Step Five: At step five, the ALJ considered Ms. Duva's age, education, work experience, and RFC, as well as the Medical-Vocational Guidelines. (R. 17-18). The Medical-Vocational Guidelines are tables that set forth presumptions of whether significant numbers of jobs exist in the national economy for a claimant. 20 C.F.R. Pt. 404, subpt. P, app. 2. These presumptions vary based on a claimant's age, education, work experience, and work capability. Id. The ALJ determined that Ms. Duva is able to perform jobs existing in significant numbers in the national economy. (R. 18). Relying on the testimony of VE Rocco J. Meola, the ALJ identified several representative jobs that Ms. Duva could perform: cafeteria attendant (DOT# 311.677-010); label machine operator (DOT# 689.685-086); and sorter (DOT# 573.687-034). According to the VE, there are over 158,000 of such jobs available nationally. (R. 18).

Therefore, the ALJ ultimately determined that Ms. Duva was "not disabled" under the Social Security Act. (R. 19).

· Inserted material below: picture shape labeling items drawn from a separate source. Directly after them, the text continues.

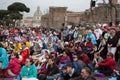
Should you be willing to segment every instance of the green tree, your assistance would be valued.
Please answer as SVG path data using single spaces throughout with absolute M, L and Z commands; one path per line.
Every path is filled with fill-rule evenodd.
M 0 10 L 0 20 L 7 18 L 8 14 L 9 14 L 8 10 Z
M 10 12 L 10 19 L 16 20 L 22 19 L 22 14 L 20 12 L 29 12 L 30 9 L 23 3 L 15 2 L 8 6 L 8 11 Z
M 25 4 L 20 3 L 20 2 L 15 2 L 11 5 L 8 6 L 8 10 L 11 12 L 29 12 L 30 9 L 26 7 Z

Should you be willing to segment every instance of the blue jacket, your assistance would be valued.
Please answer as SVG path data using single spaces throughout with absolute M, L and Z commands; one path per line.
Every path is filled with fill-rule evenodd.
M 5 69 L 9 65 L 7 51 L 0 47 L 0 62 L 2 62 L 2 69 Z
M 20 76 L 24 77 L 27 76 L 28 78 L 37 78 L 37 68 L 33 64 L 30 66 L 30 69 L 28 70 L 28 67 L 25 65 L 22 67 Z

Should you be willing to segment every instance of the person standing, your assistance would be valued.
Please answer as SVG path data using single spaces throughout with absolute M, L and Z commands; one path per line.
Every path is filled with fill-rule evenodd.
M 20 76 L 22 80 L 38 80 L 37 79 L 37 68 L 33 64 L 32 58 L 27 58 L 25 65 L 22 67 Z
M 6 69 L 9 64 L 9 59 L 7 55 L 6 49 L 3 47 L 3 45 L 0 43 L 0 69 Z

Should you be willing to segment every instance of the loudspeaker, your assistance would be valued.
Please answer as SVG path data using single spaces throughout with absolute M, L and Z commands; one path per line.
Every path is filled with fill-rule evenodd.
M 95 7 L 96 1 L 91 1 L 91 7 Z

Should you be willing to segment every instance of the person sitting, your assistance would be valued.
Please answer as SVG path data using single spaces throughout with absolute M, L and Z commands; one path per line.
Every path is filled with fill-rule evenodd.
M 9 66 L 6 69 L 6 77 L 8 76 L 15 77 L 20 74 L 21 63 L 18 60 L 18 54 L 12 53 L 10 56 L 11 56 L 11 59 L 10 59 Z
M 96 64 L 96 67 L 100 73 L 104 73 L 106 76 L 110 76 L 114 70 L 116 70 L 116 62 L 112 53 L 107 54 L 107 58 L 102 62 Z
M 22 80 L 37 80 L 37 68 L 33 63 L 32 58 L 26 59 L 26 64 L 22 67 L 20 72 Z
M 84 67 L 82 70 L 81 70 L 81 77 L 83 78 L 83 80 L 96 80 L 92 75 L 91 73 L 91 69 L 88 68 L 88 67 Z M 82 80 L 82 79 L 81 79 Z
M 26 62 L 26 59 L 29 58 L 29 56 L 30 56 L 30 51 L 29 51 L 28 47 L 26 46 L 26 43 L 23 43 L 23 50 L 22 50 L 21 54 L 22 54 L 22 62 L 21 63 L 22 63 L 22 65 L 24 65 Z
M 66 63 L 66 67 L 67 67 L 68 80 L 77 78 L 80 76 L 79 71 L 75 70 L 75 68 L 71 62 Z
M 73 66 L 78 72 L 82 69 L 82 63 L 79 62 L 77 55 L 73 55 Z
M 59 68 L 61 69 L 66 61 L 70 61 L 70 57 L 67 54 L 67 51 L 63 51 L 62 57 L 59 62 Z
M 93 59 L 92 63 L 89 64 L 89 67 L 91 67 L 92 69 L 95 69 L 95 65 L 101 61 L 103 61 L 103 58 L 100 56 L 100 54 L 98 52 L 96 52 L 94 54 L 94 59 Z
M 59 73 L 59 69 L 55 63 L 53 58 L 48 59 L 48 66 L 45 74 L 39 75 L 39 80 L 53 80 L 55 79 L 55 75 Z
M 3 72 L 8 67 L 8 65 L 9 65 L 9 60 L 7 56 L 7 51 L 0 43 L 0 75 L 4 75 Z

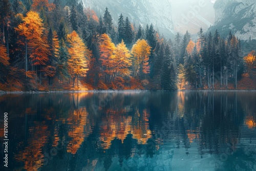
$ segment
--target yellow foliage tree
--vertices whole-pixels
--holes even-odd
[[[132,65],[131,56],[129,50],[122,40],[122,42],[117,46],[114,51],[114,55],[112,57],[114,73],[113,81],[118,74],[121,76],[129,74],[129,67]]]
[[[7,54],[6,48],[3,45],[0,45],[0,65],[8,66],[9,63],[9,56]]]
[[[256,62],[256,53],[254,51],[251,51],[247,56],[244,57],[245,63],[247,68],[247,73],[250,74],[251,69],[253,68]]]
[[[113,74],[112,57],[116,47],[108,34],[104,33],[100,36],[99,48],[100,53],[99,60],[105,74],[105,83],[108,83],[110,82],[111,76]]]
[[[19,36],[25,37],[25,42],[21,44],[25,44],[26,55],[25,55],[26,72],[26,75],[28,71],[28,58],[27,56],[27,50],[28,54],[30,59],[30,63],[32,66],[32,70],[36,70],[37,72],[38,67],[39,67],[40,82],[41,82],[41,71],[43,71],[41,66],[45,66],[48,61],[48,56],[50,54],[49,46],[47,44],[47,37],[45,32],[45,28],[42,19],[40,18],[39,14],[34,11],[30,11],[27,13],[27,16],[22,18],[23,23],[19,24],[15,28]],[[44,70],[47,70],[47,68]],[[37,89],[37,74],[36,74],[36,89]],[[28,75],[27,75],[28,77]]]
[[[70,57],[68,59],[68,72],[73,79],[73,87],[75,81],[79,76],[85,76],[88,69],[88,61],[92,56],[92,52],[88,50],[77,33],[73,31],[68,35],[67,41],[70,48],[68,48]]]
[[[151,48],[144,39],[138,40],[133,46],[132,54],[134,58],[135,77],[137,77],[139,73],[140,78],[141,79],[143,73],[145,74],[149,73],[150,67],[148,65],[148,59]]]
[[[44,24],[37,13],[29,11],[23,18],[23,23],[15,29],[19,35],[26,37],[32,65],[45,65],[50,54],[46,37],[44,36]]]

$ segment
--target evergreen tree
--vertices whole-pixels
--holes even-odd
[[[140,25],[139,26],[139,28],[138,29],[138,32],[136,34],[136,38],[135,40],[137,41],[138,39],[142,38],[143,37],[143,32],[142,32],[142,28],[141,28],[141,26]]]
[[[184,64],[184,58],[186,53],[186,49],[187,48],[187,45],[189,42],[190,40],[190,35],[188,33],[188,31],[186,32],[186,34],[184,35],[183,39],[181,42],[181,54],[179,59],[179,63],[182,65]]]
[[[72,5],[71,9],[70,9],[69,19],[70,20],[70,23],[71,23],[71,26],[73,30],[77,32],[78,29],[77,15],[75,5],[74,4]]]
[[[177,67],[174,51],[167,44],[164,50],[163,70],[161,76],[162,87],[163,90],[177,90]]]
[[[177,33],[175,35],[175,54],[176,56],[176,61],[179,62],[179,59],[180,57],[180,50],[181,50],[181,37],[180,33]]]
[[[120,15],[119,18],[118,19],[118,41],[121,42],[122,39],[124,40],[125,36],[124,23],[123,21],[123,16],[122,14]]]
[[[97,31],[100,35],[106,33],[106,28],[103,23],[102,18],[101,16],[100,16],[99,19],[99,25],[98,26]]]
[[[133,42],[133,31],[132,29],[132,26],[130,22],[129,21],[128,17],[126,17],[125,19],[125,22],[124,23],[124,41],[126,45],[128,48],[130,48],[132,47],[132,44]]]

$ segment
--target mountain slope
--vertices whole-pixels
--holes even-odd
[[[86,7],[94,10],[98,16],[103,15],[106,7],[117,24],[121,13],[128,16],[132,23],[153,24],[161,33],[167,37],[174,35],[172,8],[168,0],[83,0]]]
[[[209,28],[222,36],[231,30],[241,40],[256,39],[256,3],[254,0],[218,0],[214,6],[216,21]]]

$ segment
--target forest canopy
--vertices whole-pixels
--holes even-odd
[[[231,32],[187,31],[173,40],[151,24],[113,23],[76,0],[0,0],[0,90],[238,88],[255,67]],[[230,86],[231,85],[231,86]]]

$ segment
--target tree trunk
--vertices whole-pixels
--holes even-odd
[[[76,77],[75,76],[74,78],[73,78],[73,88],[75,87],[75,81],[76,81]]]
[[[37,90],[37,67],[36,67],[35,72],[35,90]]]
[[[7,55],[9,55],[9,32],[8,30],[6,30],[6,47],[7,48]]]
[[[27,41],[25,41],[25,71],[28,71],[28,48],[27,46]],[[27,79],[27,73],[26,74],[26,78]]]
[[[222,87],[222,62],[221,56],[221,87]]]
[[[214,89],[214,56],[213,57],[212,64],[212,89]]]
[[[77,87],[78,87],[78,78],[79,78],[79,74],[77,74]]]
[[[40,75],[40,77],[39,77],[40,84],[42,84],[42,82],[41,82],[41,65],[40,65],[40,71],[39,71],[39,72],[40,72],[40,75]]]

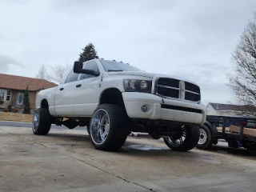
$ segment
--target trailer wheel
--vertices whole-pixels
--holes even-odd
[[[175,151],[187,151],[195,147],[198,142],[199,130],[195,126],[183,126],[176,135],[164,138],[166,146]]]
[[[34,134],[46,135],[51,126],[51,119],[48,109],[39,108],[34,114],[32,130]]]
[[[245,141],[242,142],[242,146],[244,148],[250,150],[256,150],[256,142],[251,141]]]
[[[206,150],[213,145],[213,137],[208,126],[202,125],[199,128],[199,140],[197,144],[197,148]]]

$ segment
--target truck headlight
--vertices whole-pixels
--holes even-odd
[[[151,93],[152,82],[147,80],[125,79],[124,88],[127,92]]]

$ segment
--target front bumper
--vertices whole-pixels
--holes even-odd
[[[122,98],[130,118],[161,119],[196,124],[203,124],[206,122],[206,108],[202,104],[166,99],[154,94],[134,92],[124,92]],[[162,104],[174,106],[175,110],[163,108]],[[142,112],[142,106],[146,106],[146,112]],[[189,112],[185,109],[194,109],[200,110],[201,113]]]

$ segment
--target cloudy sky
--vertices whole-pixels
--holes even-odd
[[[100,58],[199,84],[202,102],[232,98],[230,54],[255,0],[0,0],[0,73],[35,77],[72,64],[88,42]]]

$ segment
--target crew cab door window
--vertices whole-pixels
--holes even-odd
[[[84,69],[85,70],[94,70],[94,71],[99,71],[98,65],[95,62],[87,62],[87,64],[86,65]],[[95,76],[92,75],[92,74],[81,74],[80,80],[90,78],[95,78]]]
[[[78,76],[79,74],[74,74],[72,69],[65,83],[57,87],[54,105],[57,115],[60,117],[72,117],[74,115],[74,90],[78,83]]]
[[[96,62],[86,63],[85,70],[91,70],[100,72]],[[99,94],[98,87],[101,82],[101,75],[81,74],[78,82],[81,86],[75,89],[74,92],[74,114],[76,116],[90,116],[98,106]]]

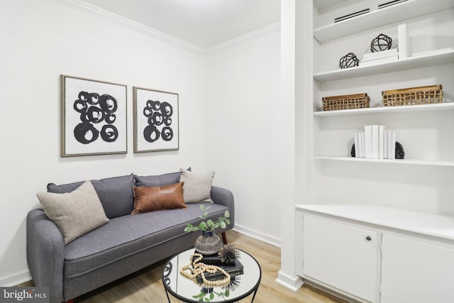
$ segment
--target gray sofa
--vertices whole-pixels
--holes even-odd
[[[199,203],[187,209],[161,210],[131,216],[133,186],[162,186],[177,183],[179,172],[160,176],[115,177],[92,183],[109,222],[64,245],[60,230],[43,209],[27,216],[27,261],[35,286],[49,287],[50,302],[74,298],[169,258],[194,245],[199,233],[184,233],[187,223],[199,221]],[[48,184],[48,192],[71,192],[82,182]],[[209,218],[225,210],[235,224],[233,196],[228,189],[212,187]],[[217,231],[217,233],[226,230]],[[225,233],[223,234],[225,236]]]

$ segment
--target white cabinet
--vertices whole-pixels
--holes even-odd
[[[454,217],[372,205],[297,212],[304,280],[363,302],[453,302]]]
[[[378,233],[311,215],[304,216],[303,228],[303,272],[306,277],[376,302]]]
[[[382,246],[382,303],[454,300],[452,243],[386,233]]]

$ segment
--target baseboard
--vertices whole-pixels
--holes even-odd
[[[0,285],[4,287],[11,287],[18,285],[19,284],[30,281],[31,275],[28,270],[11,275],[9,276],[0,277]]]
[[[257,240],[260,240],[262,242],[267,243],[268,244],[271,244],[279,248],[281,247],[281,239],[260,233],[260,231],[257,231],[254,229],[244,227],[241,225],[237,224],[236,223],[235,224],[233,231],[238,231],[238,233],[243,233],[249,237],[254,238]],[[227,239],[227,241],[228,241],[228,239]]]
[[[290,277],[280,270],[277,272],[277,279],[275,281],[294,292],[299,290],[304,284],[304,281],[300,277]]]

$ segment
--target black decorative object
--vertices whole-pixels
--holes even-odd
[[[219,249],[218,255],[221,258],[221,261],[223,263],[233,263],[240,258],[240,251],[234,245],[224,245]]]
[[[372,53],[381,52],[390,50],[392,45],[392,39],[382,33],[378,35],[370,43],[370,51]]]
[[[396,142],[396,159],[404,159],[405,158],[405,152],[404,151],[404,146],[399,143]],[[356,157],[355,153],[355,143],[352,145],[352,149],[350,151],[350,155],[352,157]]]
[[[358,66],[360,60],[353,53],[349,53],[345,56],[342,57],[339,60],[339,67],[348,68],[355,66]]]
[[[366,9],[362,11],[357,11],[355,13],[349,13],[348,15],[343,16],[341,17],[335,18],[334,23],[343,21],[344,20],[350,19],[350,18],[356,17],[357,16],[362,15],[364,13],[367,13],[370,11],[370,9]]]
[[[404,157],[405,157],[404,147],[399,142],[396,142],[396,159],[404,159]]]

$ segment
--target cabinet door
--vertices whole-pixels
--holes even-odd
[[[382,303],[454,302],[454,246],[383,234]]]
[[[378,233],[310,215],[304,218],[303,233],[306,277],[369,302],[378,301]]]

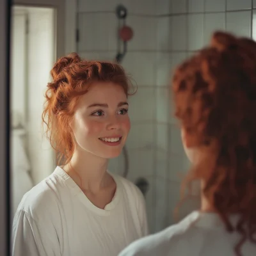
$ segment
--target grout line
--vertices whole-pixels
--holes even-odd
[[[216,11],[216,12],[181,12],[177,13],[168,13],[168,14],[162,14],[158,15],[158,17],[171,17],[171,16],[184,16],[186,15],[191,15],[191,14],[214,14],[214,13],[224,13],[227,12],[246,12],[250,11],[252,9],[239,9],[239,10],[227,10],[227,8],[225,8],[225,10],[224,11]],[[255,8],[253,8],[253,10],[256,10]]]

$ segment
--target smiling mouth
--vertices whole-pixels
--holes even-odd
[[[122,140],[122,137],[116,137],[116,138],[99,138],[99,140],[102,140],[102,141],[106,142],[117,142],[120,141]]]

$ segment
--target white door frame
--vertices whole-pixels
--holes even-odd
[[[11,1],[0,0],[0,255],[10,254],[10,28]]]

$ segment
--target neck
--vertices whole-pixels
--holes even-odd
[[[83,190],[97,191],[109,180],[108,163],[108,159],[78,148],[63,168]]]

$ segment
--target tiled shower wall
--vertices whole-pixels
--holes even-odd
[[[179,175],[189,168],[170,105],[172,70],[205,45],[215,29],[255,37],[256,0],[78,0],[77,51],[83,58],[115,59],[115,8],[120,3],[134,33],[122,64],[138,86],[129,99],[128,179],[143,177],[149,182],[146,203],[150,230],[156,232],[176,221],[172,212],[179,200]],[[122,155],[111,161],[109,170],[122,174],[124,164]],[[198,206],[198,200],[188,201],[180,217]]]
[[[166,157],[162,165],[168,166],[161,168],[159,162],[157,165],[156,209],[159,212],[166,212],[168,218],[163,213],[157,214],[156,230],[175,222],[172,212],[179,200],[178,172],[186,172],[189,166],[177,122],[172,116],[172,103],[168,106],[166,97],[170,75],[177,63],[209,44],[215,30],[256,38],[254,8],[255,0],[161,0],[157,4],[157,113],[159,115],[157,115],[156,127],[157,140],[161,141],[157,156],[159,161]],[[164,168],[167,171],[162,176]],[[199,205],[199,198],[185,202],[180,216]]]

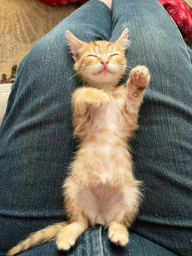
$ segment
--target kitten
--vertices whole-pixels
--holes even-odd
[[[126,86],[119,85],[126,72],[127,28],[114,43],[85,43],[69,31],[66,36],[83,85],[72,96],[74,133],[80,144],[63,185],[69,221],[36,232],[8,255],[54,239],[59,250],[69,250],[89,226],[96,224],[108,227],[112,242],[124,246],[129,241],[127,228],[138,212],[140,183],[133,176],[127,140],[137,127],[148,70],[137,66]]]

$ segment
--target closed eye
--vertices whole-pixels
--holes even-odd
[[[97,56],[96,55],[88,55],[87,56],[86,56],[86,57],[97,57]]]
[[[111,54],[111,55],[110,55],[110,57],[113,57],[115,56],[120,56],[120,55],[118,54],[117,53],[114,53],[114,54]]]

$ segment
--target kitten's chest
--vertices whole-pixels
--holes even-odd
[[[108,127],[110,130],[118,130],[123,119],[121,110],[125,102],[125,95],[121,93],[114,95],[110,92],[108,94],[109,99],[108,104],[94,110],[92,115],[93,124],[96,126]]]

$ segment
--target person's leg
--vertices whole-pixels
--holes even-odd
[[[190,255],[192,51],[156,0],[114,0],[112,12],[111,40],[128,27],[128,65],[145,65],[151,75],[132,141],[135,176],[144,182],[144,198],[132,230],[177,254]]]
[[[71,96],[80,85],[65,32],[90,41],[108,40],[111,28],[110,9],[91,0],[21,62],[0,133],[0,255],[31,232],[65,219],[62,183],[75,147]]]

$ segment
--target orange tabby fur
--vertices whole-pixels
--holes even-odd
[[[96,224],[108,227],[109,239],[124,246],[129,241],[127,228],[138,212],[140,182],[132,174],[127,140],[137,127],[148,70],[138,66],[131,71],[126,87],[119,85],[126,72],[127,29],[114,43],[86,43],[69,31],[66,35],[83,84],[72,101],[79,149],[63,186],[70,221],[35,232],[8,255],[54,239],[59,249],[68,250],[89,226]]]

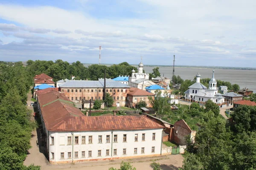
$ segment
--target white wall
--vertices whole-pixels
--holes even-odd
[[[146,155],[159,155],[161,150],[161,143],[163,129],[154,129],[140,130],[114,130],[113,132],[112,151],[117,149],[117,155],[111,157],[112,134],[111,131],[94,131],[75,132],[73,134],[74,140],[75,136],[78,136],[79,144],[67,145],[67,137],[72,136],[71,132],[50,132],[49,136],[54,137],[54,145],[50,146],[49,155],[50,161],[52,162],[71,162],[73,159],[68,159],[68,152],[73,151],[75,157],[75,152],[78,151],[78,159],[73,159],[74,161],[95,159],[103,159],[111,158],[121,158],[134,157]],[[156,133],[155,140],[152,140],[152,133]],[[142,133],[145,133],[145,141],[142,141]],[[123,135],[127,134],[127,142],[123,142]],[[134,142],[135,134],[138,134],[138,142]],[[117,143],[113,142],[114,135],[117,135]],[[98,136],[102,135],[102,143],[98,143]],[[110,143],[106,143],[106,135],[110,135]],[[93,136],[93,143],[88,144],[89,136]],[[85,136],[86,144],[81,144],[81,136]],[[49,137],[50,141],[51,137]],[[74,144],[74,141],[73,141]],[[151,147],[155,147],[155,152],[151,153]],[[141,153],[141,148],[145,147],[145,153]],[[134,154],[134,148],[137,148],[137,153]],[[123,149],[126,149],[126,154],[123,155]],[[110,150],[110,156],[106,156],[106,150]],[[101,150],[101,156],[98,156],[98,150]],[[88,151],[92,151],[92,157],[88,158]],[[85,158],[81,158],[81,152],[85,151]],[[51,152],[55,153],[54,159],[51,159]],[[61,153],[64,152],[64,159],[61,159]],[[71,156],[72,154],[71,153]]]

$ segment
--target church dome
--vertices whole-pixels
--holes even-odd
[[[139,65],[138,65],[139,66],[139,67],[143,67],[143,66],[144,66],[144,65],[142,63],[142,62],[140,62],[140,64],[139,64]]]
[[[197,77],[201,77],[201,75],[200,75],[200,74],[199,74],[199,72],[198,72],[198,73],[195,76]]]

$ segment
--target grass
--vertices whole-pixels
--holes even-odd
[[[32,102],[37,102],[37,100],[35,99],[34,99],[33,98],[31,98],[31,101]]]
[[[177,146],[177,144],[176,144],[173,143],[172,143],[169,141],[164,142],[163,143],[163,144],[165,144],[167,146],[169,146],[169,147],[171,146],[172,147],[174,147],[175,146]]]

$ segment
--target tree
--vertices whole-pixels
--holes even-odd
[[[212,111],[214,113],[215,116],[218,116],[220,113],[220,108],[211,100],[208,100],[205,102],[205,112]]]
[[[141,100],[136,104],[136,108],[145,108],[147,106],[147,103],[143,100]]]
[[[105,99],[104,99],[104,102],[105,105],[108,108],[112,107],[114,103],[114,100],[113,100],[113,99],[108,93],[106,94],[106,96],[105,96]]]
[[[234,84],[233,85],[232,88],[233,88],[233,91],[235,92],[237,92],[240,89],[240,87],[239,86],[239,85],[237,84]]]
[[[102,104],[102,100],[96,100],[94,101],[94,104],[93,105],[93,109],[100,109]]]
[[[131,163],[122,161],[120,165],[120,169],[117,169],[111,167],[109,168],[108,170],[136,170],[136,168],[133,167]]]

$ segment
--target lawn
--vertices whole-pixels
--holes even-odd
[[[172,147],[174,147],[175,146],[177,146],[177,145],[176,144],[173,143],[172,143],[169,141],[163,142],[163,144],[169,147],[171,146]]]

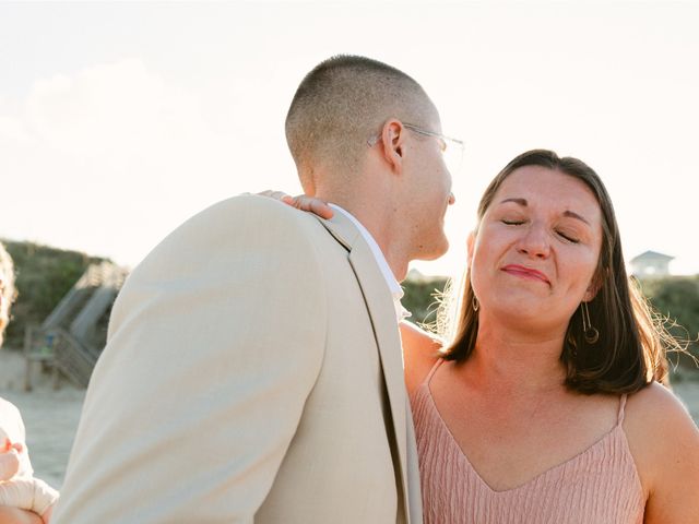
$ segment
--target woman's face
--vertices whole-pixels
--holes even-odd
[[[584,182],[541,166],[516,169],[470,245],[479,314],[565,332],[594,298],[601,246],[602,212]]]

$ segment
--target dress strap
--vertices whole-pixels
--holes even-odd
[[[425,378],[425,382],[423,382],[424,384],[429,385],[429,382],[433,380],[433,376],[435,374],[435,372],[437,371],[437,369],[439,368],[439,366],[441,366],[441,362],[443,362],[443,361],[445,361],[445,359],[441,358],[441,357],[437,359],[437,361],[433,366],[433,369],[429,370],[429,373]]]
[[[627,394],[624,393],[619,398],[619,414],[617,415],[617,420],[616,420],[617,426],[620,426],[621,422],[624,421],[624,408],[626,407],[626,397],[627,397]]]

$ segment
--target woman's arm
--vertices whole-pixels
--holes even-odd
[[[629,398],[624,429],[648,495],[643,522],[699,523],[699,429],[679,400],[652,383]]]

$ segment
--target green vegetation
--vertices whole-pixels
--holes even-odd
[[[27,324],[40,324],[93,262],[100,258],[32,242],[0,240],[14,261],[17,299],[5,345],[22,347]]]
[[[408,277],[402,283],[405,295],[403,307],[412,314],[410,321],[416,324],[430,324],[437,320],[439,297],[445,290],[448,278],[445,276]]]
[[[25,326],[42,323],[87,265],[105,259],[32,242],[3,243],[14,260],[19,290],[5,344],[22,347]],[[440,276],[411,276],[403,282],[403,306],[413,313],[412,322],[435,322],[438,297],[446,284],[447,278]],[[668,331],[678,340],[694,341],[689,342],[688,348],[699,358],[699,275],[645,279],[641,282],[641,288],[656,311],[670,319]],[[674,326],[673,321],[676,322]],[[695,367],[688,358],[680,359],[680,364]]]

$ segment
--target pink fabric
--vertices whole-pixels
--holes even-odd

C. Analysis of Ms. Duva's Appeal

Ms. Duva challenges ALJ Alvarado's determination that she has not been disabled since June 23, 2014. She claims that the ALJ committed the following errors: (1) failure to develop the medical record in support of Steps Three through Five, (Pl. Br. 14-16); (2) failure to properly evaluate Ms. Duva's RFC, (id. 16-18); (3) failure to give controlling weight to Ms. Duva's physicians, (id. 19-20); (4) improperly considering Ms. Duva's subjective complaints, (id. 20-22); (5) incorrectly concluding that Ms. Duva could return to past relevant work (id. 22-25); and (6) failing to meet the appropriate burden at Step Five, (id. 25-26). I address each of Ms. Duva's arguments below.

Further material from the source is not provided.